Cristiano
Wellington Noberto Ramalho[1]
Fotos: Estuário do Rio Una, Comunidade do Abreu do Una. Bill Santos |
1. Apresentação:
O que é o
ser da pesca artesanal? Essa indagação possui uma relação direta com o fazer-se
pescador(a), cujas formas e determinações da existência não podem estar
dissociados da natureza e nem do trabalho da pesca (a pescaria).

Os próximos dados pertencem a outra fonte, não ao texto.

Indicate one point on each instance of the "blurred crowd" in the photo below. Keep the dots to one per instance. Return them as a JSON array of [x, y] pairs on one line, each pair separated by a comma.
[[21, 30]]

Ofertar caminhos para responder a essa
pergunta é mais que necessário, especialmente no atual cenário. Nesse sentido,
para além da questão legal contida na lei nº 11.959, de 29 de junho
de 2009, que define a pesca artesanal como uma atividade
“praticada diretamente por pescador profissional, de forma autônoma ou em
regime de economia familiar, com meios de produção próprios ou mediante
contrato de parceria, desembarcado, podendo utilizar embarcações de pequeno
porte”), gostaria de adicionar outros aspectos pertencentes ao ser da pesca
artesanal, que, no Brasil, tem mais de 1 milhão de pessoas.
Inspirado
em reflexões que fiz anteriormente (RAMALHO, 2006, 2011, 2012, 2016 e 2017),
focalizo alguns eixos (a meu ver, importantes), os quais serão separados apenas
para fins argumentativos/teóricos, já que, no mundo objetivo da pesca, eles se
complementam num metabolismo permanente. A ideia é colocar, através deste breve
e simples texto, questões para o debate.
2. As Dinâmicas Ecológicas:
Em
decorrência dos distintos ambientes pesqueiros e das suas particularidades
ecológicas, mulheres e homens desenvolveram conhecimentos singulares que os
permitiram apropriar-se dos ecossistemas, seja em termos simbólicos, seja em
termos materiais, ao longo de décadas, onde o tempo social irmanou-se com o
tempo natural.
Isso
evidenciou que os ambientes (rios, estuários, oceano, manguezais, açudes, etc.)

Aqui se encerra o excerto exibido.